Dans un billet publié sur ce blog il y a de cela quelques semaines, je demandais « à quand le Printemps congolais », en essayant d’analyser l’attitude de la population congolaise à la suite du fiasco électoral organisé auquel on a assisté en novembre dernier. Constatant que ce simulacre d’élections avaient été sérieusement critiquées par tous les observateurs indépendants, nationaux et internationaux, et même décriées par certaines puissances occidentales, je fustigeais le fait que les Congolais n’aient pas été en mesure de lire les signes du temps et de prendre les choses en main afin d’obtenir que ces élections soient réorganisées à nouveau, ou, tout au moins, que les résultats sortis des urnes soient comptabilisés dans la transparence. 

S’il m’était demandé à moi de répondre à la question de savoir à quand le Printemps Congolais, je répondrais sans hésiter par MAINTENANT, parce que c’est mon vœu le plus ardent. Hélas, je ne suis pas naïf. Je sais que ce n’est pas possible aujourd’hui, étant donné l’état d’esprit de ceux qui pourraient conduire la révolution, je veux dire la jeunesse. Les jeunes Congolais sont, pour la plupart, soit inconscients de leur responsabilité face à l’incapacité des dirigeants Congolais successifs depuis 52 ans à assurer la paix et le progrès de la Nation, soit ignorants de leur pouvoir s’ils pouvaient s’élever comme un seul homme et prendre en main leur destin. La révolution est et sera un processus plus ou moins long suivant le rythme auquel cette conscience s’éveillera. 

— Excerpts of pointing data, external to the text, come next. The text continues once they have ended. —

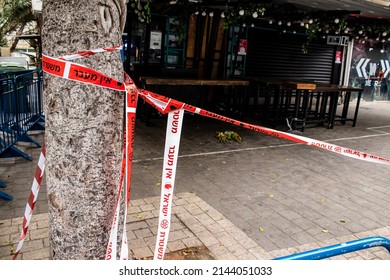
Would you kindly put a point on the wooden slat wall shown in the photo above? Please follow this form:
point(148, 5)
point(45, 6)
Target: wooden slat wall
point(271, 54)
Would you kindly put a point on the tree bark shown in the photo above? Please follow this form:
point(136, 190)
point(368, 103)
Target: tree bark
point(83, 128)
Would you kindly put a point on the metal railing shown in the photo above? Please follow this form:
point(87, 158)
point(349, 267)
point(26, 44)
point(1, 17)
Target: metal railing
point(20, 110)
point(340, 249)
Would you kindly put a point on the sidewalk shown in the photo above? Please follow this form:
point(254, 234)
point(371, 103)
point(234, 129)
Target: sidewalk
point(260, 199)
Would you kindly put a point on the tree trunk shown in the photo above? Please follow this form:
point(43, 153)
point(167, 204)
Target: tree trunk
point(83, 128)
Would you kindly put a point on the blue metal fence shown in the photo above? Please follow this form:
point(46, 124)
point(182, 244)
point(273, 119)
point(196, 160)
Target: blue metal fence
point(340, 249)
point(20, 110)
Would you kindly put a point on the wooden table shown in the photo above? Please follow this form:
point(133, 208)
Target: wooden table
point(334, 92)
point(236, 101)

La RDC est un pays tellement corrompu, tellement ruiné jusque dans ses racines que pour son décollage, il ne suffira jamais d’un simple changement de régime (surtout pas par la voie des élections, sauf miracle), ni d’une simple réforme dans tel ou tel domaine. Il lui faut un changement radical et très profond ; une sorte de cure de désintoxication sur une certaine période. Les plus sincères des personnes avec qui je discute souvent admettent, par exemple, qu’il faudrait restaurer la chicotte. C’est un peu exagéré, j’en conviens, mais c’est comme pour dire que le changement ne viendra pas sans la rigueur, la sanction ; sans un Etat fort et impitoyable envers le crime ordinaire ou économique ; des fonctionnaires assidus ; une armée et une police loyales et disciplinées ; etc. 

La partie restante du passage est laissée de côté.